Everything You Need To Know About Lobster
Living in New England, summer just isn't complete without a trip to Maine, a bowl of clam chowder, and my very own lobster. In the spirit of National Maine Lobster Month, here is everything you need to know to enjoy this celebrated crustacean.
Besides being delicious, lobster serves as a good source of nutrition as well. A 1½-lb. lobster packs in 24 grams of protein, a good dose of omega-3 fatty acids, selenium, copper, vitamin B12 and iodine. These nutrients play an important role in heart health, immunity and thyroid function.
How to pick the best
If you have the opportunity to choose your own lobster, there are some key points to consider in order to pick the best. First, look for one that is active, moving around the tank, and has a straight tail as opposed to a curled one. Next, make sure it has long antennae. Lobsters will eat each other's antennae while in a tank, so short ones are a sign the lobster has been in the tank for too long. Once the lobster is pulled out of the water, make sure that its tail is flapping. If it is not, it's a sign that the lobster is not fresh.

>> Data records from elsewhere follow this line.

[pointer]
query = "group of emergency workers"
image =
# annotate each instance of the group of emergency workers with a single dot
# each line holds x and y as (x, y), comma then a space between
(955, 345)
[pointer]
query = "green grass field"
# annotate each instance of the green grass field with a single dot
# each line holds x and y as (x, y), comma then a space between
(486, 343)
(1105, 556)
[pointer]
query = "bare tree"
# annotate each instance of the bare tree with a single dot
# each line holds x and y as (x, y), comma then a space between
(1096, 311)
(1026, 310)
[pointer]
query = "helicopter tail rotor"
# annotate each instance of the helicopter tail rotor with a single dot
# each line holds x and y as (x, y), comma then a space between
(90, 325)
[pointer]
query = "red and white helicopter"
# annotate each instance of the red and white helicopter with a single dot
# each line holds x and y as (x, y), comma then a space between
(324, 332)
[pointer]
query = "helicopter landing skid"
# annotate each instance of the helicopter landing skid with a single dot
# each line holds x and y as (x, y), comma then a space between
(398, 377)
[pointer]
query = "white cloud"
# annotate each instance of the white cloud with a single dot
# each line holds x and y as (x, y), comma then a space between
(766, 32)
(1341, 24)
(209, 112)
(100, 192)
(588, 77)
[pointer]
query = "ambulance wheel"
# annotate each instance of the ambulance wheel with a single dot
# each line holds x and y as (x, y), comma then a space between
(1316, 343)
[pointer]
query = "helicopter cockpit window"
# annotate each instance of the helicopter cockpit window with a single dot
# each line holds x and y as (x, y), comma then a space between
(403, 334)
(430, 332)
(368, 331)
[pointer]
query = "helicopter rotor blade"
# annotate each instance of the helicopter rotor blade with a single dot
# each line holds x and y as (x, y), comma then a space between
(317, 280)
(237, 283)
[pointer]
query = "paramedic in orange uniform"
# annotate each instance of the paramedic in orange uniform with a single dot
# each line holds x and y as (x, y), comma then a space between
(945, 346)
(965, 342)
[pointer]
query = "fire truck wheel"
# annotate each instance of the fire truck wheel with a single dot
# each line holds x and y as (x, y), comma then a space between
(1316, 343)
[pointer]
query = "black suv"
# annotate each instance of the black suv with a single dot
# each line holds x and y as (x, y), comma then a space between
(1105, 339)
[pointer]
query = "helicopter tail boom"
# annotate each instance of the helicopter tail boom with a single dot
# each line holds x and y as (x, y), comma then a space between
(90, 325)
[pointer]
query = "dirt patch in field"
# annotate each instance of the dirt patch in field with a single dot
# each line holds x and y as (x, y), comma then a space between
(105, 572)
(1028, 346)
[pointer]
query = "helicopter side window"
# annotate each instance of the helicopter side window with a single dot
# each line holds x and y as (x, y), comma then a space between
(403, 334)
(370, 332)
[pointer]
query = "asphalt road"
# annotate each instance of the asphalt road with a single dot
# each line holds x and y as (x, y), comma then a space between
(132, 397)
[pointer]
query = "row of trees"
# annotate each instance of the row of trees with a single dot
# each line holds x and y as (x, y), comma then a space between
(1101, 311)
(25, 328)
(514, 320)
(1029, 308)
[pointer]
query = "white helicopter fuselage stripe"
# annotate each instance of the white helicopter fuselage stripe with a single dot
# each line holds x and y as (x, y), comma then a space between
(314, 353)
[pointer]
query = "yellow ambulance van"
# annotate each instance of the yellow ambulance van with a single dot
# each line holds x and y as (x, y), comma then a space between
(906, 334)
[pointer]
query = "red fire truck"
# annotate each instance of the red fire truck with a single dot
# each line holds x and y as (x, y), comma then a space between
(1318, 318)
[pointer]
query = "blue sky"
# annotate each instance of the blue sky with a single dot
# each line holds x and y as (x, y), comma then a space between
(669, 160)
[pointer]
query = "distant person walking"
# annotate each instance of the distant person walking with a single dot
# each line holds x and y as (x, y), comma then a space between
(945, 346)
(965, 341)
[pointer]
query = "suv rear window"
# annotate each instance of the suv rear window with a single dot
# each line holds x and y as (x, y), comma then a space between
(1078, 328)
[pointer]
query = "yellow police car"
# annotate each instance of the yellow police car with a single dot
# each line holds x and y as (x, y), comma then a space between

While boiling may be the most popular method of cooking lobster, steaming helps to retain more moisture and flavor, and is harder to overcook than boiling. Start by adding two inches of salted water to a large covered stockpot. Bring the water to a rolling boil, add the lobster, and steam 15 minutes for every 1½-pound lobster. The shells should be bright red when fully cooked.
The task of breaking down a lobster can seem a bit daunting at first, but following these simple steps will turn you into a lobster-eating pro. First, twist off the claws and crack with a nutcracker to expose the meat. Next, arch the lobster back until it cracks to separate the tail. Bend the tail back and break off the end flippers. Insert your fork into where the flippers were and push up to expose the tail meat. Unhinge the back of the lobster to reveal the green tomalley, or the liver, which is considered a delicacy by many. Open the remaining body and crack sideways to expose the remaining meat inside.
Now you are ready to enjoy one of the quintessential New England summer meals. Just be sure you have a bib and plenty of hand wipes close by.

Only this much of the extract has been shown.